On the other hand, Mr. Mahipal Bishnoi, the learned Public Prosecutor, has strenuously contended that the charge under Section 307 IPC is only an alternative charge framed against the petitioner. There is ample evidence to establish the fact that the petitioner was not only present at the scene of the crime, but had also assaulted Rikhab Chand with a lathi on his hips, back and legs. Since the petitioner had accompanied the other two persons, who were carrying lethal weapons and she herself carried a lathi, obviously she shared a common intention with them for assaulting, and for attempting to murder Rikhab Chand. Thus, the learned Judge was certainly justified in framing the charge in the alternative for offences under Sections 307, 307/34 IPC. Secondly, at the time of framing of the charge, although the learned trial court is permitted to sift through the evidence, but in an extremely limited manner. At the initial stage, the learned trial court cannot microscopically examine the lacunae in the case of the prosecution. For, that is the realm of trial court during the course of trial and not at the stage of framing of the charge. Therefore, even if other alleged offenders have not been charge-sheeted by the Police, but only three persons have been charge-sheeted, it would not be fatal to the case of the prosecution. Furthermore, the courts in India have not relied upon the doctrine that "once a liar, is always a liar". Therefore, even if for the sake of arguments, it is taken that Rikhab Chand is lying about the presence of Om Prakash, it cannot be presumed in law that he is equally lying about the presence and participation of the petitioner. Fourthly, the petitioner, having participated and having shared a common intention with the other co- accused, is vicariously liable for offence under Section 307/34 IPC. Therefore, the contention that she is liable for her own act of having hit the complainant with a lathi on his hips, back and legs does not carry much water. Hence, he has supported the impugned order.
Heard the learned counsel for the parties and perused the impugned order.

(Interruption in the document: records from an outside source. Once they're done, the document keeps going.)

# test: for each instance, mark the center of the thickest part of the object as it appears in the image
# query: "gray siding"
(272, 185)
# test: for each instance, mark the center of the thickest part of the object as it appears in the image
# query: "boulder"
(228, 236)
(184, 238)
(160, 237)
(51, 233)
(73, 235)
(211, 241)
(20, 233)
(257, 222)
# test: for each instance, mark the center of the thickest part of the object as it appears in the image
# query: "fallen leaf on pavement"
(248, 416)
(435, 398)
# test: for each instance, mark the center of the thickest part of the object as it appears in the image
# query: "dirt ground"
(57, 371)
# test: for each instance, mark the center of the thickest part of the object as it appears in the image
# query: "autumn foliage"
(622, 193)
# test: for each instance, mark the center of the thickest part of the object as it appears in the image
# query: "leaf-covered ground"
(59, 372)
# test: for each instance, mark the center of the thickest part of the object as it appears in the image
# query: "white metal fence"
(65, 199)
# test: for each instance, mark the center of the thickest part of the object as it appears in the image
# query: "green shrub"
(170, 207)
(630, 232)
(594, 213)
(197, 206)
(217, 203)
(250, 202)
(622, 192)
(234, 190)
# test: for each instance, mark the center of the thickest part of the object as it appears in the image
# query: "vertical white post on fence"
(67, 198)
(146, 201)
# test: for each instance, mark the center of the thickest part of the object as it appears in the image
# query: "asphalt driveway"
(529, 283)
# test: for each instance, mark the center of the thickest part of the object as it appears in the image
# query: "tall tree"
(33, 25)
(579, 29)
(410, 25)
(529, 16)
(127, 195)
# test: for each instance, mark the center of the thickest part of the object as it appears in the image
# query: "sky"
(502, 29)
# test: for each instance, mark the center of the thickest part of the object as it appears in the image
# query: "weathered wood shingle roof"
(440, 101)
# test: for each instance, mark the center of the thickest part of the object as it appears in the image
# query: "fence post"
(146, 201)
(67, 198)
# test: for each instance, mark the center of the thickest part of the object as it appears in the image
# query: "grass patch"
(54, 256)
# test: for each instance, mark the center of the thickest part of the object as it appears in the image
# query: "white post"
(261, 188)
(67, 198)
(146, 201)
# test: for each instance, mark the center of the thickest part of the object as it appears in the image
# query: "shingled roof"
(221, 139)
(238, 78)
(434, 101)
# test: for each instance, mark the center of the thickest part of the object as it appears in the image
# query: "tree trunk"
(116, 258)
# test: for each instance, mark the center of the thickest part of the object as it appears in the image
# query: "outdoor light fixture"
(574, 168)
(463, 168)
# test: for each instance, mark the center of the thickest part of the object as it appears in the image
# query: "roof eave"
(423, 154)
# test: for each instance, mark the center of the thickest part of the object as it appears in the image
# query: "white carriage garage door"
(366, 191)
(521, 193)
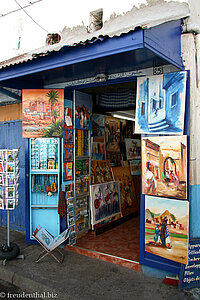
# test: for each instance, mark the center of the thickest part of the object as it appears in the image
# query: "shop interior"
(119, 148)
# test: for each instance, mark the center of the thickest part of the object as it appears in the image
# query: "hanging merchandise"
(160, 105)
(44, 154)
(68, 152)
(83, 127)
(105, 201)
(98, 137)
(68, 158)
(42, 113)
(9, 178)
(45, 184)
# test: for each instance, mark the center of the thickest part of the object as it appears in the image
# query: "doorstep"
(134, 265)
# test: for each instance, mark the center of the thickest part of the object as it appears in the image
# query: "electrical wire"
(15, 10)
(30, 16)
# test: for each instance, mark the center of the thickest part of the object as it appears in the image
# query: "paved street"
(9, 291)
(79, 278)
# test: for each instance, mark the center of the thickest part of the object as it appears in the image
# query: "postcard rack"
(44, 184)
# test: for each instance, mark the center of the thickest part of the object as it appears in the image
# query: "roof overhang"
(138, 49)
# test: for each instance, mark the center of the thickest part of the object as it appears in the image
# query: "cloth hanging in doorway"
(62, 209)
(119, 98)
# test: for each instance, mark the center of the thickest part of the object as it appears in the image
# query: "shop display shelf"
(82, 195)
(43, 206)
(46, 171)
(82, 157)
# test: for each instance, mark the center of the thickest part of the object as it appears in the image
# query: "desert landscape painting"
(164, 166)
(167, 228)
(42, 113)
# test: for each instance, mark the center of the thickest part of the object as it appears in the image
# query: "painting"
(160, 104)
(98, 139)
(83, 111)
(112, 137)
(105, 201)
(164, 166)
(129, 202)
(68, 114)
(42, 113)
(1, 204)
(135, 166)
(68, 152)
(10, 204)
(1, 192)
(68, 171)
(167, 228)
(133, 148)
(2, 154)
(101, 171)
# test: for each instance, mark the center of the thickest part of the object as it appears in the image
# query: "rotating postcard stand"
(9, 178)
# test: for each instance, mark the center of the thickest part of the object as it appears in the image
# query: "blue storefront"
(98, 63)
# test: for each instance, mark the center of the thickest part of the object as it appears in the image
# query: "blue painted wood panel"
(11, 137)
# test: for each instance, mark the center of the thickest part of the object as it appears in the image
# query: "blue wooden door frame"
(146, 258)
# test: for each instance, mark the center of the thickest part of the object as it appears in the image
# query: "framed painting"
(101, 171)
(129, 202)
(160, 104)
(105, 201)
(42, 113)
(164, 166)
(167, 228)
(133, 148)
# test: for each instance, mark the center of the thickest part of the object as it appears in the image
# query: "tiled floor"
(121, 241)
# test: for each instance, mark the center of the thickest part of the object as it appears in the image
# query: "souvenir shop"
(118, 175)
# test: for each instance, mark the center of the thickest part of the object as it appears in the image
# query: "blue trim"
(158, 45)
(146, 258)
(73, 55)
(165, 41)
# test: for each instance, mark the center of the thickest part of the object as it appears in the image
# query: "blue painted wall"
(143, 104)
(194, 225)
(174, 85)
(11, 137)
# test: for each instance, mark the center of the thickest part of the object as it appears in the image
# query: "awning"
(136, 50)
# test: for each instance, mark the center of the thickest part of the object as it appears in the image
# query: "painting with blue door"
(160, 105)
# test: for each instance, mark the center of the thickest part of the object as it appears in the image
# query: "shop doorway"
(118, 236)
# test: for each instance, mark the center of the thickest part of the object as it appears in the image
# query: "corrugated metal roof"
(143, 17)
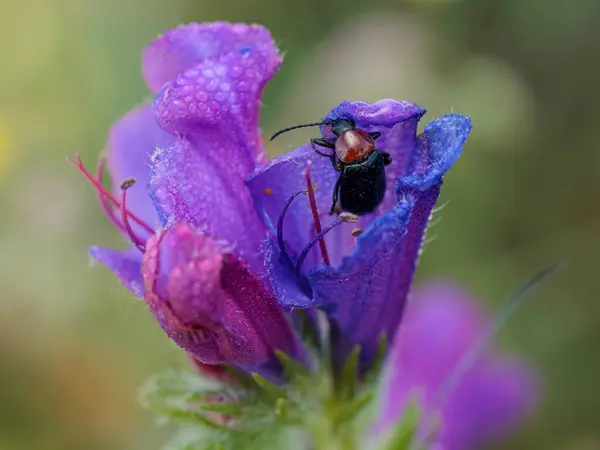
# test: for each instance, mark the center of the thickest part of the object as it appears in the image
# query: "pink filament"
(315, 213)
(107, 196)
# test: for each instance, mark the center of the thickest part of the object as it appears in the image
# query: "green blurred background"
(74, 346)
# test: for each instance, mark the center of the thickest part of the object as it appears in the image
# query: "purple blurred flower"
(495, 394)
(224, 243)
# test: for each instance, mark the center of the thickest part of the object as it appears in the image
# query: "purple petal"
(442, 323)
(272, 185)
(187, 187)
(439, 146)
(367, 293)
(131, 142)
(184, 47)
(288, 289)
(216, 103)
(209, 303)
(125, 264)
(397, 122)
(370, 288)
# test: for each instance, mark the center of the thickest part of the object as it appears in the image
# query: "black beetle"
(361, 184)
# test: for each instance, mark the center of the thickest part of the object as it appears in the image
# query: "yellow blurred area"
(5, 151)
(75, 346)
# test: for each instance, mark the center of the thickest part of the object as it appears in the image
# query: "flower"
(494, 394)
(224, 242)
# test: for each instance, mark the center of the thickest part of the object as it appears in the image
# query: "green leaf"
(172, 391)
(403, 434)
(349, 410)
(228, 408)
(292, 368)
(267, 386)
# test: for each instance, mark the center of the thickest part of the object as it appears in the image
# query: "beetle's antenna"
(298, 126)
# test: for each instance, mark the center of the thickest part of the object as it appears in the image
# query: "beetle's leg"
(336, 190)
(323, 143)
(387, 159)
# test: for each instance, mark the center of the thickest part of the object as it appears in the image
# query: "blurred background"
(74, 346)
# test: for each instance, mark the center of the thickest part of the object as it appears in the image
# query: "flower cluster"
(235, 253)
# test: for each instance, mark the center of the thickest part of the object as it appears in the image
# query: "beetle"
(361, 185)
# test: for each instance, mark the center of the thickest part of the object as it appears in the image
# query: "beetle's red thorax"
(353, 145)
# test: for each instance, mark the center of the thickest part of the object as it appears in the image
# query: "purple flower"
(224, 242)
(441, 325)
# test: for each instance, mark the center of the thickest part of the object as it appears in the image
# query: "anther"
(348, 217)
(318, 238)
(357, 231)
(102, 200)
(139, 243)
(104, 193)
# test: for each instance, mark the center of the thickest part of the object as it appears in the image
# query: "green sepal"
(402, 436)
(268, 386)
(292, 369)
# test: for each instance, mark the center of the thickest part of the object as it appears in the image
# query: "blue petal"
(367, 293)
(272, 185)
(186, 186)
(126, 265)
(290, 291)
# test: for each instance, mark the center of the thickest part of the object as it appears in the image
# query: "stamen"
(280, 240)
(108, 210)
(315, 212)
(139, 243)
(357, 231)
(107, 195)
(318, 238)
(349, 217)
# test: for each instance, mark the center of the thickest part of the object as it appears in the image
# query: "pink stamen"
(139, 243)
(315, 213)
(107, 195)
(108, 210)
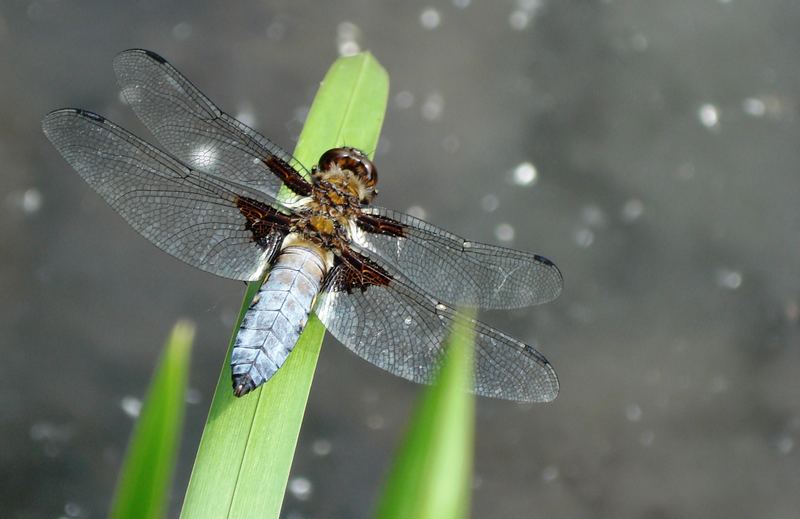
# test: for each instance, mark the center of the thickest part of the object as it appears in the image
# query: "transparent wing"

(3.) RECENTLY in the case of Sajjan Kumar vs. Central Bureau of Investigation ((2010) 9 SCC 368 = 2010(4) RLW 3435 (SC)), the Apex Court has summarized the scope and ambit of Secs. 227 and 228 Cr.P.C. as under: On consideration of the authorities about the scope of Sections 227 and 228 of the Code, the following principles emerge :
(i) The Judge while considering the question of framing the charges under Section 227 Cr.P.C. has the undoubted power to sift and weight the evidence for the limited propose of Finding out whether or not a prima facie case against the accused has been made out. The test to determine prima facie case would depend upon the facts of each case. (ii) Where the materials placed before the court disclose grave suspicion against the accused which has not been properly explained, the court will be fully justified in framing a charge and proceeding with the trial. (iii) The court cannot act merely as a post office and a mouthpiece of the prosecution but has to consider the broad probabilities of the case, the total effect of the evidence and the documents produced before the court, any basic infirmities, etc. However, at this stage, there cannot be a roving enquiry into the pros and cons of the matter and weigh the evidence as if he was conducting a trial. (iv) if on the basis of the material on record, the court could form an opinion that the accused might have committed offence, it can frame the charge, though for conviction the conclusion is required to be proved beyond reasonable doubt that the accused has committed the offence. (v) At the time of framing of the charges, the probative value of the material on record cannot be gone into but before framing a charge the court must apply its judicial mind on the material placed on record and must be satisfied that the commission of offence by the accused was possible. (vi) At the stage of Sections 227 and 228, the court is required to evaluate the material and documents on record with a view to find out if the facts emerging therefrom taken at their face value disclose the existence of all the ingredients constituting the alleged offence. For this limited purpose, sift the evidence as it cannot be expected even at that initial stage to accept all that the prosecution states as gospel truth even if it is opposed to common sense or the broad probabilities of the case. (vii) If two views are possible and one of them gives rise to suspicion only, as distinguished from grave suspicion, the trial Judge will be empowered to discharge the accused and at this stage, he is not to see whether the trial will end in conviction or acquittal.
Although it is true, as held by the Apex Court in the case of Sheetla Sahai (Supra), that the trial court is duty bound to consider the entire evidence collected both by the prosecution and pleaded by the defence, but simultaneously it is equally true that the learned trial court cannot meticulously and microscopically examine the evidence in order to find faults with the prosecution case. As mentioned above, proper assessment of evidence is the realm of the trial court during the course of the trial. Therefore, at this initial stage, the trial could not have considered the effect of alleged false statement, vis a vis, Om Prakash and the effect of the fact that the Police did not charge-sheet Om Prakash, but only charge-sheeted three accused- persons. The issue whether the petitioner has been falsely implicated in the present case, cannot be decided at the initial stage. Therefore, the first contention raised by the learned counsel for the petitioner that the petitioner is being falsely implicated is unacceptable.
Criminal Law distinguishes between individual liability of a person and vicarious liability of an offender. Section 34 of IPC is abundantly clear that in case four or less number of persons share a common intention and do an act in furtherance of their common intention, then each of them is liable vicariously for the acts of other co-accused persons. According to the prosecution, the petitioner was not only present at the scene of crime, but she also participated and assaulted the complainant with a lathi on his hips, back and legs. Since she went along with two other co-accused persons, who were armed with lethal weapons, since she herself carried a lathi, prima facie she shared a common intention with the other co-accused persons to attempt to commit murder of Rikhab Chand.